“Mi único vicio es el escolazo sobre todos los burros”.

Cuando ya era un artista consagrado en el país y en el extranjero, el Zorzal Criollo se presentó en nuestra ciudad. La primera vez fue una tarde durante una fiesta popular de fin de año en el Anfiteatro del Lago junto a José Razzano y Emilio Bó como parte del Trío Nacional. Al año siguiente, el 25 de enero de 1916 lo hizo en el Teatro Olimpo, el primer gran teatro de La Plata (que después de un largo recorrido se mantuvo en pié y hoy es el Teatro Municipal Coliseo Podestá) para interpretar un cuadro de la obra “Juan Moreira”; más tarde volvió a encontrarse con los platenses en octubre de 1922, en noviembre de 1926, en los meses de septiembre y en octubre de 1927 en el Cine Select.

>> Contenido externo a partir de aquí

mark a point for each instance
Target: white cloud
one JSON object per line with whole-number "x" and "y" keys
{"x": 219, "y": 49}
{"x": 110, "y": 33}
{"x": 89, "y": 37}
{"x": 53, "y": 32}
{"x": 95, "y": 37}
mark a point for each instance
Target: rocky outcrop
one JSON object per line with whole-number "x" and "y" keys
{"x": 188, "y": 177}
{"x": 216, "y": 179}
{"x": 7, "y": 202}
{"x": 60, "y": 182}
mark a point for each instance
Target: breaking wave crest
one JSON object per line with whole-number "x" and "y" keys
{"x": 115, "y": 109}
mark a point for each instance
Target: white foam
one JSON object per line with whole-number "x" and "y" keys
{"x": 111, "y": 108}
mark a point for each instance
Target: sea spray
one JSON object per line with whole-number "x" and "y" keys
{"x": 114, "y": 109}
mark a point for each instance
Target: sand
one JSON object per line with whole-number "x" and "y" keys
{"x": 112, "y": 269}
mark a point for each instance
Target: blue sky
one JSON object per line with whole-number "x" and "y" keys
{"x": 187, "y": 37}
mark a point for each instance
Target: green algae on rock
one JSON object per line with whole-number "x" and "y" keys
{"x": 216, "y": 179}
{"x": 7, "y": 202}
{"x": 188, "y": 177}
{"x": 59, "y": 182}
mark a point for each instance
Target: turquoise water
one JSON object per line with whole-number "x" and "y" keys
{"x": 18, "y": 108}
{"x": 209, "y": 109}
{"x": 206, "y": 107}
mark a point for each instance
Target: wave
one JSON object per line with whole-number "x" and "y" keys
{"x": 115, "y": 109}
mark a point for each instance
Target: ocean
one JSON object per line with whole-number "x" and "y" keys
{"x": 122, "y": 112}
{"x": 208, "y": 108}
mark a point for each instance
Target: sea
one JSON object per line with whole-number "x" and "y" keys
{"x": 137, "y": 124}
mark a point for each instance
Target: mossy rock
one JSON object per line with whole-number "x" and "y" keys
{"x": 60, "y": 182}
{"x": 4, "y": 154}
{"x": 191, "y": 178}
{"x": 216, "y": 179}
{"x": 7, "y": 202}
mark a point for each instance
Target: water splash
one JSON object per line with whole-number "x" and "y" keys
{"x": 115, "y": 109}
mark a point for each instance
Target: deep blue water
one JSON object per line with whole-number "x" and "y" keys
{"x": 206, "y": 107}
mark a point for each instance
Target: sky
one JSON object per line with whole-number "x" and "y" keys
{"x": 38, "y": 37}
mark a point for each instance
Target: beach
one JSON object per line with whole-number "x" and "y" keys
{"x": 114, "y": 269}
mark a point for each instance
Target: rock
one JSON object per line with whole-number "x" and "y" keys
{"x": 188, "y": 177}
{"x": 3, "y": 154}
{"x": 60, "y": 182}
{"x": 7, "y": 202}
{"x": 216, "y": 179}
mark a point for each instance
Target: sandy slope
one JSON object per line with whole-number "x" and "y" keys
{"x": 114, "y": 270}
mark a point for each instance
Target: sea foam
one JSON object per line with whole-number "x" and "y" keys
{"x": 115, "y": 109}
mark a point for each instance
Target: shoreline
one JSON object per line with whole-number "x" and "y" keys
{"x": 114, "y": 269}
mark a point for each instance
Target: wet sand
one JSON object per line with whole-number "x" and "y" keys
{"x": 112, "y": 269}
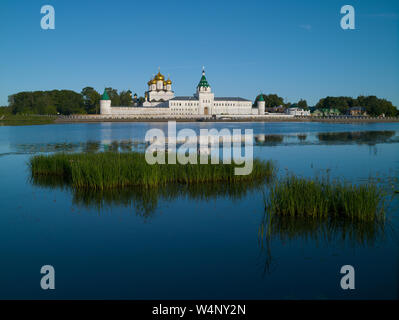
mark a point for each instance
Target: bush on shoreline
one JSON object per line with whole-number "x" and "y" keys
{"x": 321, "y": 198}
{"x": 111, "y": 170}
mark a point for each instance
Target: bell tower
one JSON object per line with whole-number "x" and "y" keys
{"x": 205, "y": 96}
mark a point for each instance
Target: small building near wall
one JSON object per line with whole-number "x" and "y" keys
{"x": 296, "y": 111}
{"x": 356, "y": 111}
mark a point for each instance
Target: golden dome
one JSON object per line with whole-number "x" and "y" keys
{"x": 159, "y": 76}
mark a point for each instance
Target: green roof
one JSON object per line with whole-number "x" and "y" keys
{"x": 203, "y": 82}
{"x": 105, "y": 96}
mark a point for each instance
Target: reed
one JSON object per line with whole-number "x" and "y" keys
{"x": 112, "y": 169}
{"x": 321, "y": 198}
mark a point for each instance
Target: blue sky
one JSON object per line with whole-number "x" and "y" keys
{"x": 296, "y": 49}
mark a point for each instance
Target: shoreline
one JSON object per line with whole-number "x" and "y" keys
{"x": 263, "y": 119}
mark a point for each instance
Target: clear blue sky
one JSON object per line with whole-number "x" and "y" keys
{"x": 296, "y": 49}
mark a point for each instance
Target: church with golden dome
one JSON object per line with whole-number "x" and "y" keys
{"x": 159, "y": 91}
{"x": 160, "y": 101}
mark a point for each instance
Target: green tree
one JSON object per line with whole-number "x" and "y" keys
{"x": 303, "y": 104}
{"x": 91, "y": 100}
{"x": 125, "y": 98}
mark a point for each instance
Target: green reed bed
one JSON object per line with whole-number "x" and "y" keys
{"x": 322, "y": 198}
{"x": 111, "y": 170}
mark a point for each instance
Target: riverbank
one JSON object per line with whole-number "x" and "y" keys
{"x": 25, "y": 120}
{"x": 266, "y": 118}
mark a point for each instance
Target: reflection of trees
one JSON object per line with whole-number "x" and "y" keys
{"x": 145, "y": 200}
{"x": 270, "y": 140}
{"x": 328, "y": 231}
{"x": 358, "y": 137}
{"x": 302, "y": 137}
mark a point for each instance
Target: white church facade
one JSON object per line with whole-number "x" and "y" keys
{"x": 161, "y": 101}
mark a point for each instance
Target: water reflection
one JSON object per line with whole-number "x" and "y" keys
{"x": 369, "y": 138}
{"x": 327, "y": 232}
{"x": 358, "y": 137}
{"x": 145, "y": 201}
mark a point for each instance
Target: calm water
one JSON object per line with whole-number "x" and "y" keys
{"x": 193, "y": 243}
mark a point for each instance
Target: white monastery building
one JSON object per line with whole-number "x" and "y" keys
{"x": 160, "y": 100}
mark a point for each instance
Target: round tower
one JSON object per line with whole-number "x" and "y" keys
{"x": 105, "y": 104}
{"x": 261, "y": 105}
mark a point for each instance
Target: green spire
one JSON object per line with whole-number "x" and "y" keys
{"x": 203, "y": 82}
{"x": 105, "y": 96}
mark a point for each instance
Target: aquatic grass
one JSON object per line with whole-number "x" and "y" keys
{"x": 112, "y": 170}
{"x": 321, "y": 198}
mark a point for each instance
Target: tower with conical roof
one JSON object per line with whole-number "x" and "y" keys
{"x": 205, "y": 96}
{"x": 261, "y": 105}
{"x": 105, "y": 104}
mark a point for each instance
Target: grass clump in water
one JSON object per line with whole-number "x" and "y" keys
{"x": 322, "y": 198}
{"x": 111, "y": 170}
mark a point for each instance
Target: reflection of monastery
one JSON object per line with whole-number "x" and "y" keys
{"x": 161, "y": 101}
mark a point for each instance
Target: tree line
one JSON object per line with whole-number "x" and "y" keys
{"x": 67, "y": 101}
{"x": 374, "y": 106}
{"x": 88, "y": 102}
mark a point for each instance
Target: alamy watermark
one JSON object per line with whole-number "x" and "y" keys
{"x": 185, "y": 146}
{"x": 48, "y": 20}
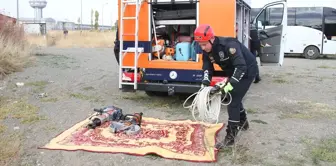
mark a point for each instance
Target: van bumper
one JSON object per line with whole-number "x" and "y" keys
{"x": 171, "y": 88}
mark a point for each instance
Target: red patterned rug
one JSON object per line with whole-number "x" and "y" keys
{"x": 183, "y": 140}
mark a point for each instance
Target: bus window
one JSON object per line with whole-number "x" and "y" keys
{"x": 270, "y": 17}
{"x": 309, "y": 17}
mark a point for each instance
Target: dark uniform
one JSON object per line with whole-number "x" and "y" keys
{"x": 240, "y": 65}
{"x": 255, "y": 49}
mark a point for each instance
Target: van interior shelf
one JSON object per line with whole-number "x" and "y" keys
{"x": 175, "y": 22}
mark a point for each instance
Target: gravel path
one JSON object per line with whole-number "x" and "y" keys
{"x": 291, "y": 110}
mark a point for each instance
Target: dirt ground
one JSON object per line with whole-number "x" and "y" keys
{"x": 292, "y": 111}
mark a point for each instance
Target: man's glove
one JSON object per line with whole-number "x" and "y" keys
{"x": 205, "y": 83}
{"x": 221, "y": 87}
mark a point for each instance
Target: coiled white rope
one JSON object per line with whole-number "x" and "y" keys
{"x": 206, "y": 105}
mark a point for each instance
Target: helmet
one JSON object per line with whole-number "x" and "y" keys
{"x": 203, "y": 33}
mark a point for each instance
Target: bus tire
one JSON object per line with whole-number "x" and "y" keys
{"x": 311, "y": 52}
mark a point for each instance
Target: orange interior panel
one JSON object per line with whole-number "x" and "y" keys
{"x": 220, "y": 14}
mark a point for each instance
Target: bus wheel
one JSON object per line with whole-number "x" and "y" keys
{"x": 311, "y": 52}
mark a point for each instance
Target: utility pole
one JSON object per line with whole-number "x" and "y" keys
{"x": 17, "y": 12}
{"x": 81, "y": 15}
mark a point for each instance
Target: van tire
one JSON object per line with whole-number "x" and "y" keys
{"x": 153, "y": 93}
{"x": 311, "y": 52}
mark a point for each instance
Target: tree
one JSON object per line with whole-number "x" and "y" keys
{"x": 92, "y": 12}
{"x": 96, "y": 20}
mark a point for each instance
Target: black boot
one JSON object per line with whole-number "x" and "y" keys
{"x": 257, "y": 79}
{"x": 231, "y": 133}
{"x": 243, "y": 124}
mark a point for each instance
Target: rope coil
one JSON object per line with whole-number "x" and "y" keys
{"x": 207, "y": 105}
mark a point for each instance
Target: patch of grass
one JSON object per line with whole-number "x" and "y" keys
{"x": 2, "y": 128}
{"x": 88, "y": 88}
{"x": 15, "y": 53}
{"x": 10, "y": 148}
{"x": 21, "y": 110}
{"x": 241, "y": 155}
{"x": 86, "y": 97}
{"x": 83, "y": 39}
{"x": 326, "y": 67}
{"x": 308, "y": 110}
{"x": 49, "y": 100}
{"x": 39, "y": 85}
{"x": 280, "y": 81}
{"x": 291, "y": 160}
{"x": 251, "y": 111}
{"x": 259, "y": 121}
{"x": 323, "y": 150}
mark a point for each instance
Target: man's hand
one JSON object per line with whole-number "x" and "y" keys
{"x": 224, "y": 89}
{"x": 227, "y": 88}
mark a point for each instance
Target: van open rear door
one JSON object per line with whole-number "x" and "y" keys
{"x": 271, "y": 24}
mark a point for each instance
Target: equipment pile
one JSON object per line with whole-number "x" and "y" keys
{"x": 128, "y": 123}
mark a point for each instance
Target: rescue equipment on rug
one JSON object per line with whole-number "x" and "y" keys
{"x": 103, "y": 115}
{"x": 128, "y": 123}
{"x": 208, "y": 101}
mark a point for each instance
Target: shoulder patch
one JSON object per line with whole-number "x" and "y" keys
{"x": 232, "y": 51}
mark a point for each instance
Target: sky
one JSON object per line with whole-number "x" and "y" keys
{"x": 71, "y": 9}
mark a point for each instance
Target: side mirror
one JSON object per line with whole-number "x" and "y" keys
{"x": 260, "y": 25}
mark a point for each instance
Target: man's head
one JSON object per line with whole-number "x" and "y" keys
{"x": 205, "y": 36}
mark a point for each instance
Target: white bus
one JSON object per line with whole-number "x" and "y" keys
{"x": 311, "y": 31}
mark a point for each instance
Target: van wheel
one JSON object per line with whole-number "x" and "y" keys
{"x": 311, "y": 52}
{"x": 116, "y": 54}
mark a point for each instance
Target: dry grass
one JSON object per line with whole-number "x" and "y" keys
{"x": 11, "y": 142}
{"x": 84, "y": 39}
{"x": 10, "y": 148}
{"x": 14, "y": 50}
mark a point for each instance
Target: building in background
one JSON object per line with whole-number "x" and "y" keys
{"x": 6, "y": 19}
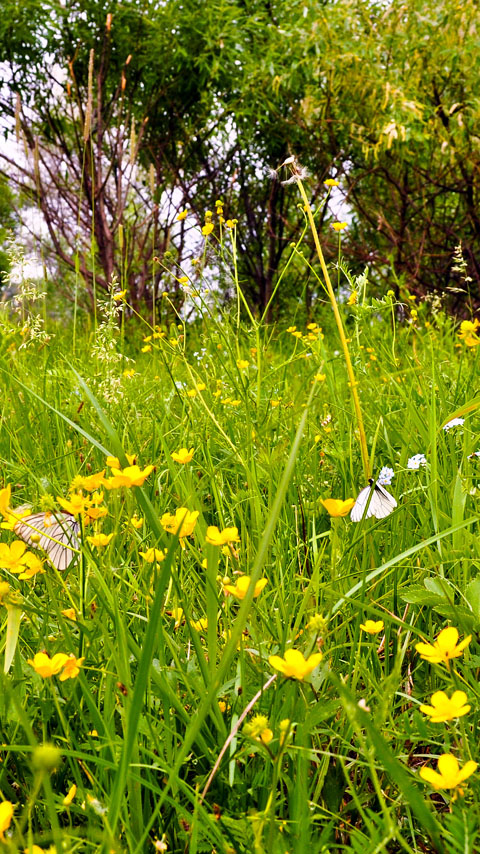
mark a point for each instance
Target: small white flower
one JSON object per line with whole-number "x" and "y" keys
{"x": 385, "y": 476}
{"x": 416, "y": 461}
{"x": 455, "y": 422}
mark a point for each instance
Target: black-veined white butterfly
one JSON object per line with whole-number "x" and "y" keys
{"x": 380, "y": 504}
{"x": 55, "y": 533}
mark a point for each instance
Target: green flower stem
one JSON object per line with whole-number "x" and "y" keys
{"x": 341, "y": 332}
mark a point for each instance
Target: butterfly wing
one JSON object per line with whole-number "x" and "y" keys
{"x": 381, "y": 503}
{"x": 358, "y": 509}
{"x": 56, "y": 535}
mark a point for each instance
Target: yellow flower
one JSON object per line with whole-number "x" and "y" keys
{"x": 75, "y": 505}
{"x": 444, "y": 648}
{"x": 71, "y": 668}
{"x": 450, "y": 775}
{"x": 113, "y": 463}
{"x": 152, "y": 555}
{"x": 337, "y": 507}
{"x": 221, "y": 538}
{"x": 372, "y": 627}
{"x": 6, "y": 815}
{"x": 183, "y": 455}
{"x": 13, "y": 557}
{"x": 241, "y": 587}
{"x": 182, "y": 523}
{"x": 100, "y": 540}
{"x": 444, "y": 708}
{"x": 46, "y": 666}
{"x": 352, "y": 300}
{"x": 294, "y": 664}
{"x": 129, "y": 476}
{"x": 70, "y": 796}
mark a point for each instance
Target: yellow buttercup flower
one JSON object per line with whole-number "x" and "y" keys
{"x": 294, "y": 665}
{"x": 183, "y": 455}
{"x": 445, "y": 708}
{"x": 372, "y": 627}
{"x": 239, "y": 590}
{"x": 444, "y": 648}
{"x": 182, "y": 523}
{"x": 6, "y": 815}
{"x": 221, "y": 538}
{"x": 449, "y": 775}
{"x": 46, "y": 666}
{"x": 129, "y": 476}
{"x": 337, "y": 507}
{"x": 71, "y": 668}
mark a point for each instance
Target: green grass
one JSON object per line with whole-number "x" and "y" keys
{"x": 140, "y": 729}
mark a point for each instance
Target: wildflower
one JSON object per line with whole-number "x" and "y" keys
{"x": 75, "y": 504}
{"x": 385, "y": 476}
{"x": 70, "y": 795}
{"x": 182, "y": 523}
{"x": 416, "y": 461}
{"x": 221, "y": 538}
{"x": 455, "y": 422}
{"x": 372, "y": 627}
{"x": 444, "y": 708}
{"x": 6, "y": 815}
{"x": 294, "y": 665}
{"x": 46, "y": 666}
{"x": 4, "y": 590}
{"x": 152, "y": 555}
{"x": 129, "y": 476}
{"x": 100, "y": 540}
{"x": 183, "y": 455}
{"x": 241, "y": 587}
{"x": 444, "y": 648}
{"x": 450, "y": 775}
{"x": 468, "y": 332}
{"x": 337, "y": 507}
{"x": 71, "y": 668}
{"x": 317, "y": 623}
{"x": 12, "y": 557}
{"x": 113, "y": 463}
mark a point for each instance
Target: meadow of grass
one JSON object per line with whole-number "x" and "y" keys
{"x": 172, "y": 719}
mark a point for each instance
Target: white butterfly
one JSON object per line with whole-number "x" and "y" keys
{"x": 380, "y": 504}
{"x": 55, "y": 533}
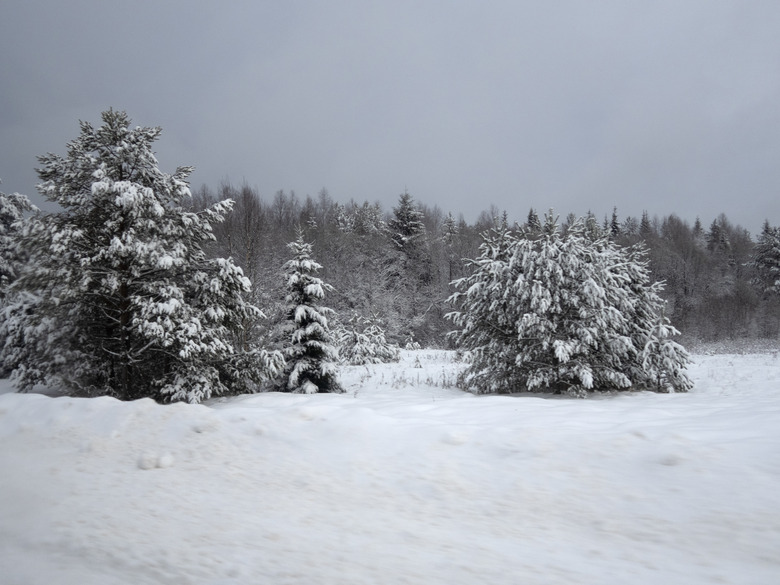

La última vez, ya consagrado como solista, fue en mayo de 1933 en el Cine Teatro Astro, de calle 48 entre 7 y 8, en una presentación que en su crónica, el diario local definió como “La gran noche de Gardel en la ciudad”.

«Soy nada más que un cantor de lindas formas musicales de mi tierra, que trato de interpretar lo mejor que puedo; y si se me permite la inmodestia, estoy seguro que al tango hay que cantarlo como yo trato de hacerlo.»

Gardel fue también un conocido burrero y tuvo varios caballos que corrieron en nuestra ciudad además del famoso “Lunático” que montaba su amigo Leguisamo. En el hipodromo local corrieron «La Pastora», una hembra alazana, que corrió en cinco oportunidades y ganó en una (2 de abril de 1931) conducida por el jockey Jesús Bastía (quien falleció en ejercicio de la profesión en el Hipódromo de La Plata el 2 de abril de 1940 conduciendo a la yegua «Ramiza»); «Mocoroa», un macho zaino, que corrió cinco veces y ganó sólo una (18 de abril de 1935) conducido por el jockey Tomás Albertini. También se presentaron «Amargura», una hembra alazana, que corrió tres carreras; y «Explotó», un macho alazán, que corrió en siete oportunidades. De estos dos ejemplares ninguno logró ganar.